I never cease to be amazed at how differently people express themselves. I’m sitting in a Steak & Shake and three highschool or college girls (I can’t tell anymore, which is a sign that I’m getting old) were just seated in the booth opposite me.
One of the girls asked the others,
“Should I get a milkshake? They’re just so fattening.”
After lots of intervening giggling and negotiations,
“I’ll eat some of your fries if you get fries. What burger are you getting? Hee, hee, hee!
She proceeded to order a double chocolate fudge milkshake!
Granted, highschool girls are almost another race entirely, but still, it has never in my life occurred to me to ask the people I was dining with what I should order. (Upon further eavesdropping I’m guessing they’re highschoolers, but what do I know.) Nor have I ever hesitated to order a milkshake because it was fattening. …Perhaps I should start…
The reason this struck me is that I’ve been contemplating the complexity of communication today. In several different scenarios I’ve been struck by the discord that was wrought by a failure on the part of the participants to lend one another the benefit of the doubt, let alone to try on the other’s shoes for a moment before replying.

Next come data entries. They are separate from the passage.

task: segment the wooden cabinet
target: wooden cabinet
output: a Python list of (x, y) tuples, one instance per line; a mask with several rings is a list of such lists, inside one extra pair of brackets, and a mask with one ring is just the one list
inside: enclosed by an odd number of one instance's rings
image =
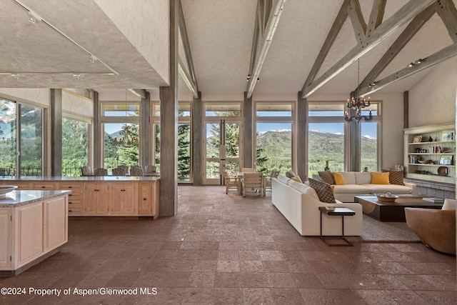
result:
[(83, 216), (82, 182), (61, 182), (56, 189), (71, 191), (69, 195), (69, 216)]
[(455, 123), (404, 129), (406, 178), (455, 184)]
[(22, 266), (38, 258), (43, 249), (43, 203), (29, 204), (16, 209), (17, 230), (16, 257), (13, 258)]
[(145, 216), (159, 217), (159, 180), (85, 181), (0, 180), (21, 190), (70, 190), (68, 216)]
[(84, 186), (84, 215), (109, 215), (109, 184), (89, 182)]
[(43, 206), (43, 247), (45, 251), (57, 248), (68, 241), (67, 197), (58, 197), (44, 201)]
[(0, 210), (0, 267), (11, 265), (12, 224), (11, 211)]
[(0, 208), (0, 271), (17, 274), (68, 241), (67, 195), (31, 202)]
[(136, 214), (138, 191), (136, 184), (111, 184), (111, 215)]

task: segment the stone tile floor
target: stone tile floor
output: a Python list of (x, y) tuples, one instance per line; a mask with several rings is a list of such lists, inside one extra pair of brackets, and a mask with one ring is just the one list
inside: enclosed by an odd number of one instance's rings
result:
[[(0, 278), (0, 287), (26, 292), (0, 295), (0, 304), (457, 304), (456, 256), (420, 243), (327, 246), (301, 236), (268, 193), (243, 198), (223, 186), (181, 186), (178, 192), (174, 217), (71, 218), (62, 251)], [(131, 294), (108, 294), (116, 289)]]

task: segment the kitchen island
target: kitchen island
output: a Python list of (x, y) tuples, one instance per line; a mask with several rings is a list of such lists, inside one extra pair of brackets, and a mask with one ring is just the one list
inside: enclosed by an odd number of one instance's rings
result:
[(159, 217), (160, 176), (4, 177), (20, 190), (71, 190), (71, 216)]
[(71, 191), (11, 191), (0, 199), (0, 276), (19, 274), (68, 241)]

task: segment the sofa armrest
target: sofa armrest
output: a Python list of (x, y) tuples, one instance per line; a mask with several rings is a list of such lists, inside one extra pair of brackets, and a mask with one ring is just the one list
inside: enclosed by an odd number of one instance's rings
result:
[(435, 250), (456, 254), (456, 211), (405, 208), (406, 224)]
[(411, 191), (411, 195), (417, 196), (417, 186), (416, 184), (409, 183), (409, 182), (403, 182), (403, 183), (405, 184), (405, 186), (408, 186), (413, 189), (413, 191)]

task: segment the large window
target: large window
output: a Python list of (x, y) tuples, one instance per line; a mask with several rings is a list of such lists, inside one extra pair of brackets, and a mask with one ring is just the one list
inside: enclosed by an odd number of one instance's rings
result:
[(42, 176), (43, 109), (0, 99), (0, 174)]
[(282, 174), (292, 169), (293, 104), (256, 104), (256, 166), (269, 174), (277, 169)]
[[(367, 167), (376, 171), (381, 166), (379, 158), (379, 130), (381, 124), (380, 103), (371, 102), (363, 115), (371, 110), (373, 121), (361, 121), (360, 151), (351, 151), (361, 156), (361, 169)], [(331, 171), (343, 171), (347, 169), (349, 136), (348, 124), (344, 121), (345, 103), (308, 102), (308, 175), (312, 176), (323, 171), (328, 164)]]
[(139, 164), (139, 101), (103, 102), (104, 168)]
[(80, 176), (81, 168), (89, 164), (89, 126), (68, 114), (62, 119), (62, 176)]

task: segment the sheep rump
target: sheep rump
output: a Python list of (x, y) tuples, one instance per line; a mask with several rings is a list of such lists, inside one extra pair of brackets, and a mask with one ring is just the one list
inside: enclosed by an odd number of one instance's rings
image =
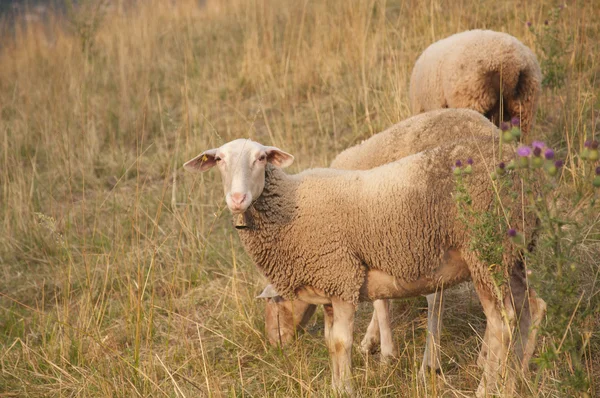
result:
[(535, 54), (518, 39), (491, 30), (469, 30), (423, 51), (410, 79), (410, 104), (413, 113), (470, 108), (494, 123), (501, 121), (502, 112), (505, 121), (519, 117), (527, 135), (541, 81)]

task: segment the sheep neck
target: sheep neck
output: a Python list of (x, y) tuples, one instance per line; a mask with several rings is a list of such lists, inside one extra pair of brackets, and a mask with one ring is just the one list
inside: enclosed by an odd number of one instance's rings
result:
[(247, 228), (239, 232), (243, 235), (271, 235), (285, 228), (295, 213), (294, 200), (298, 185), (299, 180), (294, 176), (267, 165), (263, 192), (244, 214)]

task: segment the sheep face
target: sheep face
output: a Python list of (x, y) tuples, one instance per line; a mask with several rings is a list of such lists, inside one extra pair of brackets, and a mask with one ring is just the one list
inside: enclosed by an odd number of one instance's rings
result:
[(227, 207), (233, 214), (240, 214), (262, 194), (267, 163), (283, 168), (293, 161), (292, 155), (279, 148), (242, 138), (204, 151), (183, 167), (199, 172), (217, 166), (221, 172)]
[(286, 345), (296, 335), (298, 328), (308, 323), (316, 310), (314, 304), (302, 300), (286, 300), (272, 285), (267, 285), (257, 298), (266, 299), (265, 332), (272, 345)]

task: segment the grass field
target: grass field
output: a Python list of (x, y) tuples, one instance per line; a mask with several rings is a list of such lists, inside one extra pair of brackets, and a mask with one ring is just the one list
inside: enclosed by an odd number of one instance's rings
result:
[[(295, 155), (291, 172), (325, 166), (410, 116), (414, 61), (452, 33), (508, 32), (556, 76), (532, 137), (566, 160), (556, 192), (577, 218), (570, 204), (590, 171), (575, 154), (600, 126), (592, 1), (562, 10), (545, 0), (115, 4), (83, 2), (14, 32), (2, 25), (0, 397), (329, 396), (321, 310), (290, 347), (266, 343), (264, 303), (254, 298), (266, 281), (231, 227), (218, 173), (181, 165), (251, 137)], [(522, 396), (600, 396), (595, 206), (564, 236), (577, 232), (569, 294), (578, 307), (560, 309), (568, 327), (542, 334), (540, 351), (558, 349), (532, 366)], [(540, 267), (553, 261), (544, 253)], [(547, 282), (536, 281), (545, 299), (555, 293)], [(354, 364), (363, 396), (473, 395), (485, 320), (460, 290), (448, 299), (443, 377), (427, 387), (417, 378), (424, 299), (393, 305), (401, 355), (391, 366), (357, 349), (370, 315), (361, 305)], [(561, 347), (579, 335), (576, 359)]]

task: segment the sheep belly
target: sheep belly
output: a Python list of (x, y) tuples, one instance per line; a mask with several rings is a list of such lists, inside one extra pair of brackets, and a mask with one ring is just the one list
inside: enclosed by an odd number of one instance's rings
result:
[(431, 275), (422, 276), (414, 281), (402, 280), (380, 270), (368, 270), (360, 289), (360, 300), (373, 301), (427, 295), (469, 279), (467, 264), (456, 250), (451, 249), (444, 253), (442, 265)]

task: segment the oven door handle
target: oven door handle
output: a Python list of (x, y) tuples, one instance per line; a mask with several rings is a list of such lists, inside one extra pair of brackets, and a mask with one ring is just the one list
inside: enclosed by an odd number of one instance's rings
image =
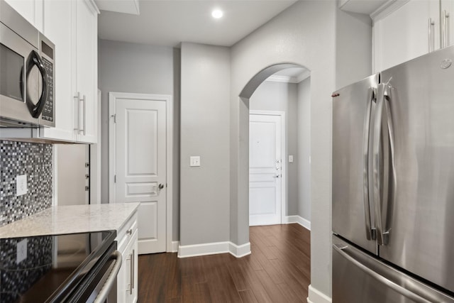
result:
[(109, 294), (111, 288), (114, 286), (114, 283), (115, 283), (116, 275), (120, 270), (120, 268), (121, 267), (121, 260), (123, 260), (123, 256), (121, 255), (121, 253), (118, 250), (115, 250), (112, 253), (112, 257), (115, 257), (115, 265), (114, 265), (114, 268), (111, 271), (111, 273), (109, 275), (109, 277), (106, 280), (106, 283), (101, 289), (101, 291), (98, 294), (98, 296), (94, 299), (94, 303), (103, 303), (105, 302), (106, 298), (107, 298), (107, 295)]

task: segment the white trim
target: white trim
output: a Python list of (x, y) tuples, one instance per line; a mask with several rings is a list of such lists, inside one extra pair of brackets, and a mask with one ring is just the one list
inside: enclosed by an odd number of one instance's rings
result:
[(98, 89), (96, 100), (98, 104), (96, 143), (90, 146), (90, 204), (101, 204), (101, 95)]
[[(281, 158), (282, 158), (282, 184), (281, 184), (281, 224), (284, 222), (285, 214), (287, 214), (287, 124), (285, 121), (285, 112), (280, 111), (249, 111), (249, 115), (267, 115), (267, 116), (279, 116), (281, 117), (281, 138), (282, 143), (281, 146)], [(249, 180), (249, 176), (248, 176)]]
[(52, 145), (52, 172), (53, 175), (52, 176), (52, 206), (56, 206), (58, 204), (58, 154), (57, 151), (57, 145), (55, 144)]
[(307, 303), (331, 303), (332, 299), (323, 292), (314, 288), (309, 285)]
[(178, 258), (196, 257), (227, 253), (236, 258), (250, 255), (250, 243), (248, 242), (238, 246), (231, 242), (226, 241), (187, 246), (180, 245), (178, 248)]
[(405, 5), (409, 1), (409, 0), (388, 0), (370, 13), (370, 18), (374, 21), (382, 19)]
[(229, 253), (236, 257), (242, 258), (248, 255), (250, 255), (250, 243), (248, 242), (245, 244), (238, 246), (231, 242), (228, 243)]
[(311, 230), (311, 221), (300, 216), (287, 216), (284, 218), (284, 221), (282, 222), (284, 224), (292, 223), (297, 223), (306, 229)]
[[(115, 123), (116, 99), (139, 99), (142, 100), (162, 101), (166, 103), (167, 138), (166, 138), (166, 251), (173, 251), (172, 242), (172, 205), (173, 205), (173, 101), (172, 96), (167, 94), (135, 94), (125, 92), (109, 92), (109, 203), (116, 203), (115, 183), (114, 177), (116, 172), (115, 166)], [(176, 250), (175, 250), (176, 251)]]
[(179, 241), (172, 241), (172, 249), (167, 250), (167, 253), (177, 253), (178, 246), (179, 246)]

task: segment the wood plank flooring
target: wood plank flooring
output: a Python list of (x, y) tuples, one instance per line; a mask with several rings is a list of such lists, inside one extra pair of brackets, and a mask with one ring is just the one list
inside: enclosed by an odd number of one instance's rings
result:
[(253, 226), (250, 241), (252, 254), (240, 258), (140, 255), (138, 302), (306, 302), (310, 232), (298, 224)]

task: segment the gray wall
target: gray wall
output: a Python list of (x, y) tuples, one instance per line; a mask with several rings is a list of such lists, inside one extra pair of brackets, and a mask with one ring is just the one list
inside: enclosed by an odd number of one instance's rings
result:
[(372, 20), (368, 15), (338, 11), (336, 31), (338, 89), (372, 72)]
[(228, 241), (229, 49), (184, 43), (181, 52), (181, 245)]
[(173, 240), (179, 234), (179, 50), (100, 40), (99, 87), (101, 100), (101, 194), (109, 203), (109, 92), (169, 94), (174, 101)]
[[(297, 155), (297, 85), (294, 83), (265, 81), (254, 92), (250, 99), (249, 109), (277, 111), (285, 113), (286, 155), (286, 216), (298, 214), (298, 158)], [(289, 163), (288, 155), (294, 155)]]
[(298, 84), (298, 214), (311, 221), (311, 78)]

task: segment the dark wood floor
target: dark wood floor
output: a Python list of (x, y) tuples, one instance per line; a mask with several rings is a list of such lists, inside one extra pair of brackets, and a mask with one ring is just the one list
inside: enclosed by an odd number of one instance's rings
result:
[(306, 302), (310, 232), (298, 224), (254, 226), (250, 255), (228, 253), (178, 259), (139, 256), (138, 302)]

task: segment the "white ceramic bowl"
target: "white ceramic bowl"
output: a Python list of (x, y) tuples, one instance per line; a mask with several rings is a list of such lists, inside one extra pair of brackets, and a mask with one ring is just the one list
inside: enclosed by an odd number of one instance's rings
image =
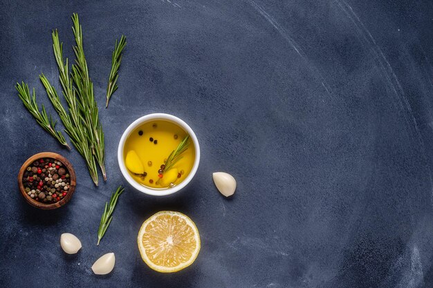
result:
[[(142, 124), (156, 121), (156, 120), (165, 120), (173, 122), (180, 127), (183, 128), (191, 137), (192, 140), (192, 143), (194, 144), (194, 146), (195, 148), (195, 159), (194, 160), (194, 164), (192, 165), (192, 169), (188, 174), (188, 176), (182, 181), (179, 184), (176, 185), (173, 188), (167, 188), (166, 189), (153, 189), (151, 188), (147, 188), (138, 183), (136, 180), (133, 180), (132, 177), (129, 175), (128, 170), (125, 164), (125, 159), (124, 159), (124, 153), (123, 149), (125, 148), (125, 143), (128, 139), (128, 137), (137, 127), (141, 126)], [(169, 114), (164, 114), (164, 113), (154, 113), (154, 114), (149, 114), (145, 116), (143, 116), (140, 118), (137, 119), (136, 121), (132, 122), (131, 125), (127, 130), (125, 131), (123, 135), (122, 135), (122, 138), (120, 138), (120, 142), (119, 142), (119, 148), (118, 148), (118, 161), (119, 162), (119, 166), (120, 167), (120, 171), (122, 171), (122, 174), (123, 174), (123, 177), (128, 181), (128, 182), (132, 185), (136, 189), (141, 191), (144, 193), (153, 195), (155, 196), (164, 196), (166, 195), (173, 194), (182, 189), (183, 187), (187, 185), (188, 183), (191, 181), (194, 175), (196, 174), (197, 171), (197, 168), (199, 168), (199, 163), (200, 162), (200, 146), (199, 145), (199, 140), (197, 140), (197, 137), (195, 133), (191, 129), (191, 127), (188, 126), (183, 120), (178, 118), (177, 117), (171, 115)]]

When boiled down to its essence one realizes that this is really an issue of pride. Someone refuses to consider the reality that they may be mistaken, and another party refuses to be always ready to learn something new. Subsequently, we want to force the other party to “cooperate”, rather than humbly consider that the view we brought to this conversation may be in need of revision. Whether minor or significant, one won’t know until further reflection, and this can’t happen unless we’ve engaged in humble dialogue.
Here’s another idea. To some degree you just talk the way you talk; you are who you are. A few weeks ago my freshly 6- year-old daughter asked me what DNA was, and I found myself about to reply with an answer that most certainly would not have shed any light on the topic for her. However, I caught myself, tried to put myself in 6-year-old shoes and tried again. So being myself, I would have answered with another set of words she needed to have explained. Thinking of her, I was able to communicate in a way that had meaning for her, rather than meaning to me.
Perhaps it’s a silly example, and in some ways I’m making light of what in reality is a pretty significant issue. But, hopefully I’ve communicated in a way that may mean something to you. And, if not, well it’s the exercise that is the first step.